September 2, 2011 § Leave a comment


I asked Her as we pulled into the Sonic drive through, with bellies roaring with hunger after the four hour hike up and down a spectacular bluff in Tazewell, Virginia.  Our photographic venture had left us both amazed and starving.

“Haha, I don’t know,” she retorted, “you know I’m not really crazy about Sci-Fi stuff and all.”

Over the next ten minutes, while utterly destroying the cheeseburgers, onion rings, and frothy milkshakes that laid before us, I explained the depth of those three movies as best I could.  How starships and lightsabers only set the stage to tell an epic and moving story about courage, loyalty, friendship, love (if you, like I do, consider the three as a single story), sacrifice, and especially redemption.  I’ve witnessed many a Facebook status to the amount of “everybody deserves a second chance,” but have seen few events which better exemplify redemption than Vadar’s sacrifice at the end of the third film.

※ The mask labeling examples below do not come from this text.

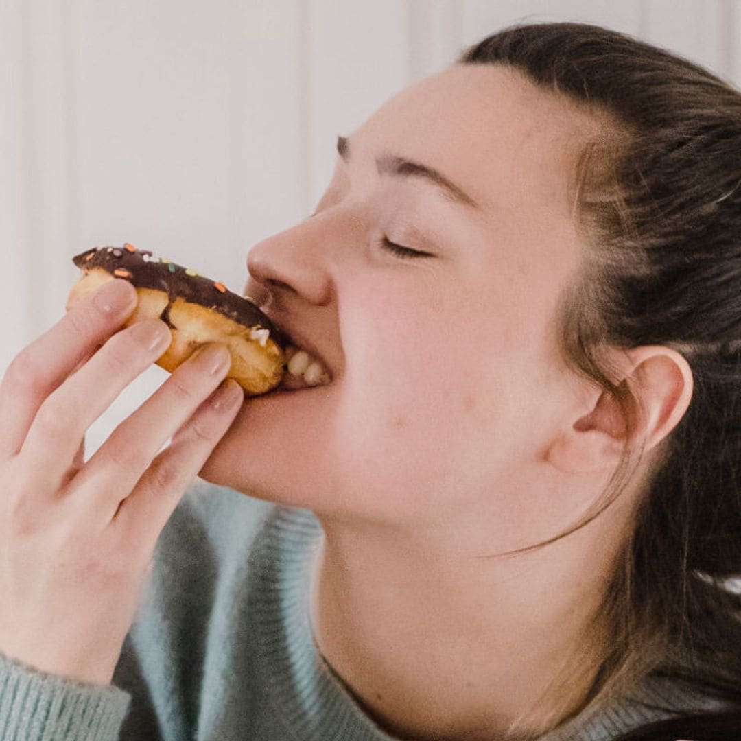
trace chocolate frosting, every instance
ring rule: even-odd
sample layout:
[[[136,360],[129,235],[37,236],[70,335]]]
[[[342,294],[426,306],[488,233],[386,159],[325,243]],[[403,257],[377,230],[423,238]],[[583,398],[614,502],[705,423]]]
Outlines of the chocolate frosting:
[[[218,311],[245,327],[269,330],[270,339],[281,349],[287,344],[277,328],[248,299],[189,268],[155,257],[147,250],[137,250],[129,244],[120,247],[95,247],[76,255],[72,261],[83,272],[99,268],[127,280],[136,288],[165,291],[170,299],[168,308],[170,303],[180,298]],[[165,322],[167,312],[167,309],[162,316]]]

“Seriously?”  She added at the conclusion of my spiel, “I always thought it was just an action movie, with lasers and robots and stuff.”

“Well, I mean, it has that too,” I responded with a rather large grin on my face.

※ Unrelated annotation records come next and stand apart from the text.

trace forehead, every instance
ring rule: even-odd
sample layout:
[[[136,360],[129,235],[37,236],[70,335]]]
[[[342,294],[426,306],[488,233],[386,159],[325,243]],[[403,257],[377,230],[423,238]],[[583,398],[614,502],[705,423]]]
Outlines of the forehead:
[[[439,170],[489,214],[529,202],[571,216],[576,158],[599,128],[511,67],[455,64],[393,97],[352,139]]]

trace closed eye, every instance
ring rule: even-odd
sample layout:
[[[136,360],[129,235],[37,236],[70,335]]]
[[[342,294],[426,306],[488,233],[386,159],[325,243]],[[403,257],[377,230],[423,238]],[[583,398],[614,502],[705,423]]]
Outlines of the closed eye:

“Haha, boys will be boys.”

“I don’t think science fiction has to do with gender.  I think more than anything it’s because we really want to believe than anything is possible,” I said to Her, “that our experiences are only limited by our imaginations.  I mean take Blade Runner for example…”  She laughed and gave me a look as if I was talking about some futuristic weapon of mass destruction.

“It’s a movie, haha,” I quickly added.  I recalled to Her the scene in which Deckard repeatedly asks his computer to “enhance” an image to give him a lead in his investigation.  “I wish getting a great shot was as easy for me as it is for Rick Deckard.  We just hiked up and down a mountain, and I might have gotten nothing at all.”

“Oh my gosh, hush.  I loved the shot you took of the owl in Warner Park.  You’ve got a great skill,” she said.

“Umm, not exactly,” I quickly added, “Had I not driven by at that exact moment, OR not had my camera, OR not brought my long lens, OR not had such a perfect subject who for God only knows stayed on that branch despite my frantic (and rather loud) attempts to open the trunk of my car and put my gear together, that shot would have never occurred.  That was more luck than art!”

“Well you consider Star Wars art even though science says it shouldn’t have happened either right?  I think I’ve picked out a movie for us to watch tonight.”

I smiled to myself as we pulled out of the parking lot.  After all, everything has an art to it.